Wait may be over for new SEZ plans
TIMES NEWS NETWORK[ MONDAY, JULY 02, 2007 03:38:35 AM]
NEW DELHI: The wait is over for developers of special economic zones
(SEZ) who submitted their proposals to the government after April 6.
After the temporary freeze on approvals was lifted, April 6 was the
informal cut-off date for taking up pending proposals for consideration.
Since there was a huge backlog of pending projects, the government was
focusing on them rather than taking up new ones.
More than a 100 proposals have been approved after the freeze was lifted
and the board of approvals (BoA) is ready to take up proposals submitted
after the cut-off date.
Speaking to ET, commerce ministry officials said the backlog of pending
proposals that have state government approvals have almost all been
taken care of. Nothing was preventing the government from taking up new
proposals, provided they was accompanied by state government
certification. "There was never a ban on new applications. It was just
felt that the older proposals should be dealt with first," an official
The government had frozen approval and notification of SEZs on January
22 this year following widespread protests all over the country,
especially in Nandigram (West Bengal), over acquisition of land by
states. The freeze was lifted on April 6 by the EGoM which decided to
ban coercive acquisition by states.
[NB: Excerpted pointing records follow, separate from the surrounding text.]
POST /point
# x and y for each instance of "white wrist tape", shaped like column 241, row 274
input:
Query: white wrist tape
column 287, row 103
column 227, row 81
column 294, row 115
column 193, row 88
The BoA meet, held on June 22, ruled
that if even one farmer objected to acquisition of land, the state could
not acquire the land for building SEZs.
The BoA reiterated that double crop land in excess of 10% of the total
area cannot be acquired for building SEZs, and state governments should
not give their consent to such proposals.
Interestingly, there are as many as 170 proposals that are awaiting the
state government's nod. Earlier, such proposals would be taken up by the
BoA subject to the condition that states gave their nod within six
months of the approval.However, two months ago, the BoA decided to take
up proposals for consideration only if they were backed by state approvals.